Ricorda poi Uri Grossman, figlio del famoso scrittore David Grossman, morto a vent’anni in Libano, da soldato, per difendere il proprio paese.
“Guerra e Pace – dichiara Lepri- non sono due concetti astratti ma sono due realtà sempre presenti, in particolare se ci riferiamo a questa parte del mondo”.
Parlare di pensiero dominante per Lepri è rischioso sia in passato sia oggi, perché si fa torto all’intelligenza delle singole persone. È indubbio che negli ultimi decenni del secolo
scorso, la stampa internazionale e la stampa italiana abbia avuto un atteggiamento squilibrato e una posizione sbilanciata nei confronti di Israele, anche se non sempre le critiche legittime possono essere definite come episodi di antisionismo o antisemitismo; due termini però il cui sovrapporsi sta diventando sempre più frequente.
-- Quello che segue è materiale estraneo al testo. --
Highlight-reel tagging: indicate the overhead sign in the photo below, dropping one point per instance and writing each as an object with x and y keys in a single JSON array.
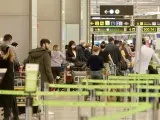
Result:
[
  {"x": 105, "y": 29},
  {"x": 145, "y": 29},
  {"x": 111, "y": 22},
  {"x": 147, "y": 22},
  {"x": 116, "y": 10}
]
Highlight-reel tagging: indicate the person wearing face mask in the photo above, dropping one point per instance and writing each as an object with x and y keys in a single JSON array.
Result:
[
  {"x": 88, "y": 50},
  {"x": 56, "y": 60},
  {"x": 43, "y": 58},
  {"x": 71, "y": 52},
  {"x": 95, "y": 63},
  {"x": 81, "y": 52},
  {"x": 7, "y": 83}
]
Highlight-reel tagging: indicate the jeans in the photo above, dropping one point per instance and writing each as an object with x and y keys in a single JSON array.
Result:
[{"x": 96, "y": 74}]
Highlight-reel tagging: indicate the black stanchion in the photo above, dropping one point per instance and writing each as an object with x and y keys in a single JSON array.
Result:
[
  {"x": 155, "y": 110},
  {"x": 92, "y": 95}
]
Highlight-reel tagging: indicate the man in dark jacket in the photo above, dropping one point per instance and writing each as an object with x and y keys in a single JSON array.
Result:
[
  {"x": 81, "y": 52},
  {"x": 114, "y": 52},
  {"x": 42, "y": 57}
]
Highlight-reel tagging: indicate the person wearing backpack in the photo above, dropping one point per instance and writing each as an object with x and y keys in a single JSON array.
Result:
[
  {"x": 7, "y": 83},
  {"x": 7, "y": 39},
  {"x": 42, "y": 56}
]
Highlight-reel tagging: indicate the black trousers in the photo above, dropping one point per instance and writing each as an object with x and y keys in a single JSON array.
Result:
[{"x": 56, "y": 72}]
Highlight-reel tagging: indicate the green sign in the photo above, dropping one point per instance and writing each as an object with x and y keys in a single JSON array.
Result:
[
  {"x": 31, "y": 77},
  {"x": 106, "y": 29},
  {"x": 145, "y": 29}
]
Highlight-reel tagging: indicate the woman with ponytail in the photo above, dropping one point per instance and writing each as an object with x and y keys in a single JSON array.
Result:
[{"x": 7, "y": 61}]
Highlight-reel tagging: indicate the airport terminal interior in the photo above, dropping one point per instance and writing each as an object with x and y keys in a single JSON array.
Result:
[{"x": 79, "y": 59}]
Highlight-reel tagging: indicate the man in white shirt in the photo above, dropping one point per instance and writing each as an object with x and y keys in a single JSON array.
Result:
[{"x": 145, "y": 58}]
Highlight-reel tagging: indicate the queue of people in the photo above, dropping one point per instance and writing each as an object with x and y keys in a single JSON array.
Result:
[{"x": 115, "y": 53}]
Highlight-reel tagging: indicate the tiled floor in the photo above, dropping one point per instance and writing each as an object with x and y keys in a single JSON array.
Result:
[{"x": 71, "y": 113}]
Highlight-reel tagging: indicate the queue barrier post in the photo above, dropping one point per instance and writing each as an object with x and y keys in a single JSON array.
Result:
[
  {"x": 29, "y": 109},
  {"x": 155, "y": 110},
  {"x": 92, "y": 95},
  {"x": 133, "y": 87}
]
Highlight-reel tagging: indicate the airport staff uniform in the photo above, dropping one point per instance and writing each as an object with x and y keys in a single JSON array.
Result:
[{"x": 146, "y": 55}]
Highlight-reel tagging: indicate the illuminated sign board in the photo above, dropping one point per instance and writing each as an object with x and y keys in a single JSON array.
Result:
[
  {"x": 111, "y": 22},
  {"x": 116, "y": 10},
  {"x": 145, "y": 29},
  {"x": 105, "y": 29},
  {"x": 147, "y": 22}
]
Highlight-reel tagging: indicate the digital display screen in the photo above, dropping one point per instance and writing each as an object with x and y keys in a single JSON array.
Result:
[
  {"x": 147, "y": 22},
  {"x": 116, "y": 9},
  {"x": 109, "y": 29},
  {"x": 111, "y": 22},
  {"x": 145, "y": 29}
]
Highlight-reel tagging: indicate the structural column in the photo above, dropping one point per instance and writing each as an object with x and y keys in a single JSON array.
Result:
[
  {"x": 49, "y": 20},
  {"x": 14, "y": 20},
  {"x": 85, "y": 14},
  {"x": 33, "y": 24},
  {"x": 73, "y": 20}
]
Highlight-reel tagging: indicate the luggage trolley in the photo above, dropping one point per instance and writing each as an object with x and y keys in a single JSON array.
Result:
[{"x": 19, "y": 85}]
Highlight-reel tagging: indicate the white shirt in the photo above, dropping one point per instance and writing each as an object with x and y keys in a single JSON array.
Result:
[{"x": 145, "y": 58}]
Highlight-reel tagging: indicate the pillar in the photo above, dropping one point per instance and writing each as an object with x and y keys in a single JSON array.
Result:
[
  {"x": 157, "y": 38},
  {"x": 73, "y": 20},
  {"x": 85, "y": 20},
  {"x": 33, "y": 24},
  {"x": 14, "y": 20},
  {"x": 49, "y": 20}
]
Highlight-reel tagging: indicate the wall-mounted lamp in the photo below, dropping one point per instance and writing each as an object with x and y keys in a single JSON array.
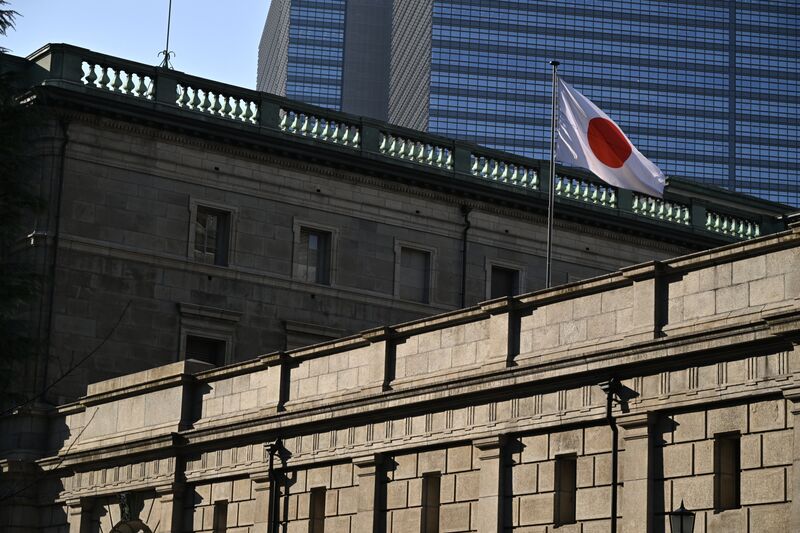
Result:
[{"x": 681, "y": 520}]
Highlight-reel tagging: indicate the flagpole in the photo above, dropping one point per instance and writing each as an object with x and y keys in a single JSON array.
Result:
[{"x": 551, "y": 196}]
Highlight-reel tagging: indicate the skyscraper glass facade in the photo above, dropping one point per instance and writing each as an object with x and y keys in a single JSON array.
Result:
[
  {"x": 709, "y": 90},
  {"x": 316, "y": 52}
]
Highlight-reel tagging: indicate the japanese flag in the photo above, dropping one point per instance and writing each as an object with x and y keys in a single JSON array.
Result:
[{"x": 587, "y": 138}]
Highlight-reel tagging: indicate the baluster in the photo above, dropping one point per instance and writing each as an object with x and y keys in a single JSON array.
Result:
[
  {"x": 105, "y": 81},
  {"x": 128, "y": 86},
  {"x": 236, "y": 112},
  {"x": 205, "y": 101},
  {"x": 183, "y": 96},
  {"x": 116, "y": 83},
  {"x": 91, "y": 77}
]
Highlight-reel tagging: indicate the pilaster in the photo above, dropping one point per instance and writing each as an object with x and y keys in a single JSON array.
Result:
[
  {"x": 490, "y": 492},
  {"x": 171, "y": 499},
  {"x": 793, "y": 395},
  {"x": 636, "y": 467},
  {"x": 262, "y": 495},
  {"x": 78, "y": 515}
]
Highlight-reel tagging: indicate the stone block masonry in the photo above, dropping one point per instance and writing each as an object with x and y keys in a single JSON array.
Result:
[{"x": 396, "y": 430}]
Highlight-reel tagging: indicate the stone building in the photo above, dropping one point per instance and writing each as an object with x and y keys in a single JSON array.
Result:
[
  {"x": 194, "y": 227},
  {"x": 595, "y": 406},
  {"x": 227, "y": 223}
]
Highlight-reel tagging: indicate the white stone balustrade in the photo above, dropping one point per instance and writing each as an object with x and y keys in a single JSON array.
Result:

Secondo Lepri, la negazione del millenario legame degli ebrei con la Terra Santa ha molto spesso “flirtato” con l’antisemitismo, fenomeno diventato oggi meno politico, ma bensì un
cemento identitario, in cui gruppi di fazioni, o comunità si riconoscono.
È quindi necessario combatterlo con ancora maggiore forza, facendo delle barriere morali, perché ci siamo adeguati a una leadership politico-culturale italiana che sta
facendo cadere alcune barriere morali. Motivo per il quale non bisogna arretrare nemmeno di un centimetro, urge anzi un’opera di denuncia e pedagogia, responsabilità che spetta in primis a stampa ed istituzioni.
Cita, infatti, la Germania, dove la commissione governativa per la lotta contro l’antisemitismo sta facendo un buon lavoro di educazione, del personale politico, all’interno delle scuole e una massiccia opera di persuasione all’interno delle comunità musulmane. “Israele è la grande barriera morale contro tutti i tipi di fascismo.”